Art Record Covers: A Book of Over 500 Album Covers Created by Famous Visual Artists

The list of musicians who are also visual artists goes on and on. We’re all familiar with the biggest names: David Bowie, Patti Smith, Miles Davis, Joni Mitchell, Captain Beefheart, etc, etc, etc. Lesser-known alternative and indie artists like Stone Roses guitarist John Squire and Austin singer/songwriter Daniel Johnston created iconic imagery that adorned their album covers and merchandise.

Such multitalented individuals embody the kinship of sound and vision. But so too do the many collaborations between musicians and fine artists—hundreds of whom have gifted their talents to album covers of every conceivable kind.

Aside from obvious, historic examples (Andy Warhol’s Velvet Underground covers come immediately to mind) such collaborations are often hiding in plain sight. Perhaps you did not know, for example, that the alluring yet mysterious deep blue photograph of Björk on the cover of her remix album Telegram is by Nobuyoshi Araki, one of Japan’s most admired and prolific fine art photographers.




Maybe you were unaware of how Conceptual artist Barbara Kruger, whose work “speaks truth to power,” contributed to the look of the 90s activist industrial hip-hop group Consolidated. Or how Yayoi Kusama leant her eye-popping dots to Towa Tei’s bouncy, electronic pop for the former Deee-Lite DJ’s 2013 album Lucky.

We all know that Patti Smith’s debut album, Horses, features an iconic cover photo by her friend Robert Mapplethorpe. But did you know that the cover of Metallica’s 1996 album Load is a photographic study by artist Andreas Serrano—of Piss Christ fame—that mingles cow blood and his own semen between sheets of plexiglass?

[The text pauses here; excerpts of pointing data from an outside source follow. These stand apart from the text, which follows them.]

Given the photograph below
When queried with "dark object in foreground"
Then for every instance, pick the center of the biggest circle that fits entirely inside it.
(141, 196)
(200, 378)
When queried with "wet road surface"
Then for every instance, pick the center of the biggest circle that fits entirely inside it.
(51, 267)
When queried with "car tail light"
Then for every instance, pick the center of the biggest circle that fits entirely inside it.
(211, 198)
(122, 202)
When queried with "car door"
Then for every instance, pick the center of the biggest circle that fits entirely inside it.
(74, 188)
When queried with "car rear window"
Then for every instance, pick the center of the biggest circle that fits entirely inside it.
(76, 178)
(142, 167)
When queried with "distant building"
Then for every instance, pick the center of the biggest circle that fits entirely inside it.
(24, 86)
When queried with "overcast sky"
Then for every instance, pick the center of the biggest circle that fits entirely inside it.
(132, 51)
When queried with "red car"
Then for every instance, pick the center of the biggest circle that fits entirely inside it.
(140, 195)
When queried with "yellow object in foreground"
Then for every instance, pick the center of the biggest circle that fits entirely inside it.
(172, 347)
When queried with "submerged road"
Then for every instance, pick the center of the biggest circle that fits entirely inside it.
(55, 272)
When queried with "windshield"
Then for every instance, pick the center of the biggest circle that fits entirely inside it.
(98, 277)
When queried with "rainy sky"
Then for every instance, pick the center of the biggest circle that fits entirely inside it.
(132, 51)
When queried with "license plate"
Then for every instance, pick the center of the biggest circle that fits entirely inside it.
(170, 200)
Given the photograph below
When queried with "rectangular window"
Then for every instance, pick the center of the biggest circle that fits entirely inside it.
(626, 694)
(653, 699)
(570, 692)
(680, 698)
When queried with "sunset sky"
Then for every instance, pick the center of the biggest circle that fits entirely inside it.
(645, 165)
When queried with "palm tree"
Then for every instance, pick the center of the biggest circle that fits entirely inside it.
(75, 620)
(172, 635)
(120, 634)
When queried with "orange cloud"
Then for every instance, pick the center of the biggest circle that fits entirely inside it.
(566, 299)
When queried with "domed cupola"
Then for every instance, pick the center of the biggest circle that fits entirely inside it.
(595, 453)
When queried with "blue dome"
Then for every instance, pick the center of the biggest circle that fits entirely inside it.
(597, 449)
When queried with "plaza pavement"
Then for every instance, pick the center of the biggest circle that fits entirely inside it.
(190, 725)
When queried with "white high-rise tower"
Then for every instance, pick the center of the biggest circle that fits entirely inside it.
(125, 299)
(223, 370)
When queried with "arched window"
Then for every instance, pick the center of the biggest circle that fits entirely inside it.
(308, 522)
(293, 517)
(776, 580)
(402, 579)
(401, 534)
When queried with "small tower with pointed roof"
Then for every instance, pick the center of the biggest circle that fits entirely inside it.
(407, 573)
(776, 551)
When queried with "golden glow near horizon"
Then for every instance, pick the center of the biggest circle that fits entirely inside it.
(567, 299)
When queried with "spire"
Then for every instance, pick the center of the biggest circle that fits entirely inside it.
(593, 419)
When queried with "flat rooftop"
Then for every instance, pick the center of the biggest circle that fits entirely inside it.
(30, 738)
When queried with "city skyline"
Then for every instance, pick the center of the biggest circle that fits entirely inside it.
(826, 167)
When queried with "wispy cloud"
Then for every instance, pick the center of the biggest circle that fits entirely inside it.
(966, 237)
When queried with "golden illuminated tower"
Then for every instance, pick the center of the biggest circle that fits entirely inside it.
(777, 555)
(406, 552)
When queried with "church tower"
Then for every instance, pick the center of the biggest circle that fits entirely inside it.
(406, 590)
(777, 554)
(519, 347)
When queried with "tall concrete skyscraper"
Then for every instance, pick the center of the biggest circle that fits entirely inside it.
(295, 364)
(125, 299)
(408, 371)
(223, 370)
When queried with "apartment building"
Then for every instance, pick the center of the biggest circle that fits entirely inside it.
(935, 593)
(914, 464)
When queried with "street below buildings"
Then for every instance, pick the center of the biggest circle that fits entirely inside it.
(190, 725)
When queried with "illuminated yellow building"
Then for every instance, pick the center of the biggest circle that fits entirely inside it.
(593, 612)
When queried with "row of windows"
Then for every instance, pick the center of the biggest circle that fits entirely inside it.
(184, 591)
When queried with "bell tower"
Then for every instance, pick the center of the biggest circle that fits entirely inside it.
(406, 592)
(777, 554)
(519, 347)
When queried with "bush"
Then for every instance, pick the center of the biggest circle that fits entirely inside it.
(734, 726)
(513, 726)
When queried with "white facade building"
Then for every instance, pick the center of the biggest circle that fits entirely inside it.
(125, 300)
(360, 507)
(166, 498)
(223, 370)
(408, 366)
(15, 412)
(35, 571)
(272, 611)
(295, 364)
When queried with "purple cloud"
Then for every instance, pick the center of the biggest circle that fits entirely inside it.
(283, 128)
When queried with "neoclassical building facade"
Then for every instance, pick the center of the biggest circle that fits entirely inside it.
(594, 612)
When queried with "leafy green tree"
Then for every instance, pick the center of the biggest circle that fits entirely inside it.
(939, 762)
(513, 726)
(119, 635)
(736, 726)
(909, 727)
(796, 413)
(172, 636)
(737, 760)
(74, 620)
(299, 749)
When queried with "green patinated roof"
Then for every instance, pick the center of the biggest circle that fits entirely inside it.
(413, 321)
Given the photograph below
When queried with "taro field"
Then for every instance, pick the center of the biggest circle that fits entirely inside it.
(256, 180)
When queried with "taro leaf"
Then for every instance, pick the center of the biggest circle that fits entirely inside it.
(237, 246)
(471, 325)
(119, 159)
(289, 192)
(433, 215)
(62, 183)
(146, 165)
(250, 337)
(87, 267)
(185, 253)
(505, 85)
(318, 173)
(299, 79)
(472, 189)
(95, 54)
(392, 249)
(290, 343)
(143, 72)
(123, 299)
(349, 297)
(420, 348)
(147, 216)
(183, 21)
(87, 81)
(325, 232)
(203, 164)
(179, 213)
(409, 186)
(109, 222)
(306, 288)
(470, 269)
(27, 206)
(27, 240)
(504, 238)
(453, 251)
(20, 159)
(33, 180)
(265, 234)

You’ll find hundreds more such collaborations, though few as visceral, in Taschen’s new book Art Record Covers, a celebration of sound and vision in popular music. True to the arts publisher’s reputation for coffee table books the size of coffee tables, this survey is a comprehensive as they come.

The book presents 500 covers and records by visual artists from the 1950s through to today, exploring how modernism, Pop Art, Conceptual Art, postmodernism, and various forms of contemporary art practice have all informed this collateral field of visual production and supported the mass distribution of music with defining imagery that swiftly and suggestively evokes an aural encounter.

Along the way, we find Jean-Michel Basquiat’s urban hieroglyphs for his own Tartown record label, Banksy’s stenciled graffiti for Blur, Damien Hirst’s symbolic skull for the Hours, and a skewered Salvador Dalí butterfly on Jackie Gleason’s Lonesome Echo.

Editor Francesco Spampinato, an art historian studying at the Sorbonne Nouvelle in Paris, has mostly kept the focus on pop, rock, punk, metal, alternative, and indie. Including the full breadth of jazz, avant-garde, and other world musics would offer examples enough to justify another volume or two of Art Record Covers.

The focus is suitably broad, nonetheless, to show how “visual and music production have had a particularly intimate relationship… since the dawn of modernism…. From Luigi Russolo’s 1913 Futurist manifesto L’Arte dei Rumori (The Art of Noise) to Marcel Duchamp’s 1925 double-sided discs Rotoreliefs.” It's also a great way to discover new art and new music, and to see the interrelationships between them in entirely new ways. Order a copy of Art Record Covers here.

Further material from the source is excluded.